James Stokes v Edward Dickens, Burton Lattimer. Mr Rawlings appeared for plaintiff, and Mr Tennant for defendant. This was an action for £2 expenses, consequent on injuries received by plaintiff at defendant's house on the 24th May, 1851.
Pllaintiff stated that on that day he went into the Waggon and Horses public house, which is kept by defendant, and tossed with him for some ale, and that a quarrel ensued, and the landlord struck him a violent blow on the head, but he could not say with what, as he was senseless in consequence. He was unable to work for nine days afterwards.
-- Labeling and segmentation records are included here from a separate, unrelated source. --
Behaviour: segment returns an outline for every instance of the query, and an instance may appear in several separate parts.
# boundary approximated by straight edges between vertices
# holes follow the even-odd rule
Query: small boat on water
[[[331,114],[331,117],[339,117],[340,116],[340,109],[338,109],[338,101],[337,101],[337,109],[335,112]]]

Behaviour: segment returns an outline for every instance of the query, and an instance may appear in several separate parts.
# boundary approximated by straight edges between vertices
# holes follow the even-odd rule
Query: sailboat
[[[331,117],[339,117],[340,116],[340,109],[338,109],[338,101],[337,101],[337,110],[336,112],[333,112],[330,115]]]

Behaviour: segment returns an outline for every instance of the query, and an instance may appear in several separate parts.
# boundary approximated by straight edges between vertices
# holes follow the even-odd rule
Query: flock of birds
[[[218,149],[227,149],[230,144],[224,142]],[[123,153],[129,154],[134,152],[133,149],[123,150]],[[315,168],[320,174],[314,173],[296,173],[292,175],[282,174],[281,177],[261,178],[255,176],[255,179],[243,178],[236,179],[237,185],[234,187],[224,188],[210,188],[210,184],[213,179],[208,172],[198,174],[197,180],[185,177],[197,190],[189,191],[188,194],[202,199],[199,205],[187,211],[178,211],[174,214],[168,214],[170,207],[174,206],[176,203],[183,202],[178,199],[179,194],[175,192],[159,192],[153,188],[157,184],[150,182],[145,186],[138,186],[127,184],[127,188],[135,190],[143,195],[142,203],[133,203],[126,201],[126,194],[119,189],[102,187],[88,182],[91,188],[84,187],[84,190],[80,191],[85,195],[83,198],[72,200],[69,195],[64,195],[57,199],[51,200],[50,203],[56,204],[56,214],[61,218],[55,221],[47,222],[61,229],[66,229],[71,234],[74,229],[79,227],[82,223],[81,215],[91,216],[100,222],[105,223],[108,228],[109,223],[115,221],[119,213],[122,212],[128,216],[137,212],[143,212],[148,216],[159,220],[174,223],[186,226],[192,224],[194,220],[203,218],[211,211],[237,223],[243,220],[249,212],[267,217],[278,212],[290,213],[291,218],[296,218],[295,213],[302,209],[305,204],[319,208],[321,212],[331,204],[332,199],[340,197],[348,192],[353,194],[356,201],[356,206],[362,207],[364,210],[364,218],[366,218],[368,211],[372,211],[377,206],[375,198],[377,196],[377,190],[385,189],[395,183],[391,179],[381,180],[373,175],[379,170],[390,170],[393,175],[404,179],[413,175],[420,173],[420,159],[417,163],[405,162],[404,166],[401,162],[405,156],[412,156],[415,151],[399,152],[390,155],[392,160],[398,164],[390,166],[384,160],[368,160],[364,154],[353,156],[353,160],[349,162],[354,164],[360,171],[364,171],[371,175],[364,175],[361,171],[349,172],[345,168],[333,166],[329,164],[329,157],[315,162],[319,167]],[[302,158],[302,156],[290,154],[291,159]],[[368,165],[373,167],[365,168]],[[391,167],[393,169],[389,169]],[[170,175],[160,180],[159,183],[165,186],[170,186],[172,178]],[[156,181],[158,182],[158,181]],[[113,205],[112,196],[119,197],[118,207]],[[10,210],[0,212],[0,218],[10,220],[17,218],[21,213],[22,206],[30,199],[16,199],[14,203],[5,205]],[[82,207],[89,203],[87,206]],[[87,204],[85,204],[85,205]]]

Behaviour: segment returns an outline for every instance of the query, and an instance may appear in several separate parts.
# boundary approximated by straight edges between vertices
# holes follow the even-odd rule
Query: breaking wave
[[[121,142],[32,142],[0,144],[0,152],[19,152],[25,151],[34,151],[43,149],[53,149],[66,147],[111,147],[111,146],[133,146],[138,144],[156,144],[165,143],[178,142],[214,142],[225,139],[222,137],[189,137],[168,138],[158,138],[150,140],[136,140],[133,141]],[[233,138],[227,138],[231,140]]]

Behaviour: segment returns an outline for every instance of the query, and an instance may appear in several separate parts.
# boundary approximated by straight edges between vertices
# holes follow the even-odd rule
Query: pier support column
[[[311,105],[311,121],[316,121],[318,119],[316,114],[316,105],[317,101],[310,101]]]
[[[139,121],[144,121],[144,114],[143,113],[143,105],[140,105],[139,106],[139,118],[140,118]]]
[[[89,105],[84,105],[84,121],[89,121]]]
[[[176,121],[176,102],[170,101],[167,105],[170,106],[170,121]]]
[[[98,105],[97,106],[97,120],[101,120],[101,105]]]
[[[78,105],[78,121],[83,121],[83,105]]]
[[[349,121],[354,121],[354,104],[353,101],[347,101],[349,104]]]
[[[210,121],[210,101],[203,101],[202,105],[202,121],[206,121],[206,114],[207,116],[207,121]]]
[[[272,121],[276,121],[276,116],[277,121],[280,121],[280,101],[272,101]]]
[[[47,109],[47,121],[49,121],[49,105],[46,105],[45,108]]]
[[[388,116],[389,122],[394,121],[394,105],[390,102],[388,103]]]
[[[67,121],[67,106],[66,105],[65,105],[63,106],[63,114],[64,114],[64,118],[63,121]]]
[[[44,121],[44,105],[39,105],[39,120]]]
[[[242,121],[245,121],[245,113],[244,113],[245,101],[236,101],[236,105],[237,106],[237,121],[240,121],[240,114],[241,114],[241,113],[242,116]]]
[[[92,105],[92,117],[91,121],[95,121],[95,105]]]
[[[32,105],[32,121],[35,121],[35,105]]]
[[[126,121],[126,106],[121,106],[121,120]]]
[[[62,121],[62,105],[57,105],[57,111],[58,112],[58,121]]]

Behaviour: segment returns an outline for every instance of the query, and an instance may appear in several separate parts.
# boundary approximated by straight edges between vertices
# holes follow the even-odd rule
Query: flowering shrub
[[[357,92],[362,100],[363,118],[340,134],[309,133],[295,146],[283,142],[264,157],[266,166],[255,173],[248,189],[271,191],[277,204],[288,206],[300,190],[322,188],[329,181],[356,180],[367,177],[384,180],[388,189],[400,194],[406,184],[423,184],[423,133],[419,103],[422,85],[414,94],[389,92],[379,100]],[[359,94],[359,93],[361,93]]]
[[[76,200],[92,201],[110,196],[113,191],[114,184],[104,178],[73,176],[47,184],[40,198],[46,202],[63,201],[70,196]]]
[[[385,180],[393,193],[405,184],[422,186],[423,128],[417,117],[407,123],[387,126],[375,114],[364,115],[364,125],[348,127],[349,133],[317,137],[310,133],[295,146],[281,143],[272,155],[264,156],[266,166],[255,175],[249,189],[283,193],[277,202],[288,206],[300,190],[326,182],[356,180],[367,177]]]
On the following Tuesday, Mr Dickins expressed his sorrow for what had occurred, and offered to pay defendant compensation if he would not take out a summons against him, and an agreement was drawn up in presence of a witness, but defendant kept it, and all he could get from him was 12s. The doctor's bill was £1. 1s., and the (defendant) charged 1s. 4d. per day for loss of time. Besides the time lost through illness he had hindered two days in going backwards and forwards concerning the case.
Defendant said the blow was a slight one, and that he was provoked in consequence of plaintiff ill-treating his wife. He could not bring her forward as a witness as she is now deceased.
Judgment for £1. 5s. in addition to the 12s. received.